According to an article posted on Democracy Now, Warren has also given thousands of dollars in political contributions to House Speaker Paul Ryan, House Energy Chair Fred Upton and Senate Energy and Natural Resources Chair Lisa Murkowski.

Oh and ETP also has it's own PAC. Really.





So in addition to the over 71,000 miles of oil pipelines around that nation that ETP owns, thanks to the Supreme Court it also has a direct and anonymous unlimited pipeline of cash it can inject directly into a web of other conservative petroleum-friendly PACs that support Republicans who deny the existence of climate change and can't say no to Big Oil.

Trump also has investment ties with Phillips 66, and may have additional financial interests to some of the 17 banks that financed the DAPL.

It's an ethical mess of epic proportions that's going to roll right through four states.

With billions at stake for the pipeline, hundreds of thousands of dollars donated to Congressional Republicans in Washington who control the environmental laws and regulations that allowed it to be built with superficial environmental impact studies, the hundreds of indigenous peoples camped out near the Standing Rock reservation have a steep hill to climb.
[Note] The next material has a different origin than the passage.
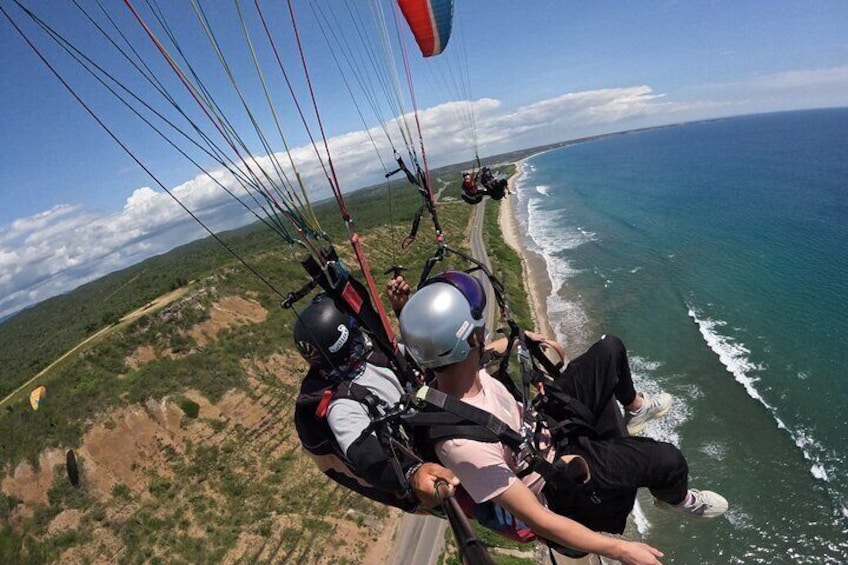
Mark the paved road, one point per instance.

As Native American activist Iysukin American Horse eloquently wrote in The Guardian back in August, many of the hundreds of members of different tribes who've gathered near the Standing Rock reservation see this not as a political fight.

But as a spiritual battle to protect their source of water, their land and their way of life.


Increasingly many see this pipeline designed to transport over 400,000 barrels of Bakken crude oil per day as the manifestation of the apocalyptic Native American prophecy of The Black Snake - which their elders foretold would destroy their way of life if not defeated.

Considering the forces behind the pipeline and the growing power of the corporatocracy it represents, The Black Snake is a truly dangerous creature.

And as the brutal attacks by local and state police against hundreds of protesters demonstrated last night, that Snake is already trying to destroy the way of life of the Original Americans.  

Let's hope those horrific images of violent police overreach on behalf of this consortium of pipeline producers, oil companies, banks and politicians continues to turn the powerful tide of public opinion in favor of environmental and human rights, and the basic principle of Democracy on which this nation was founded.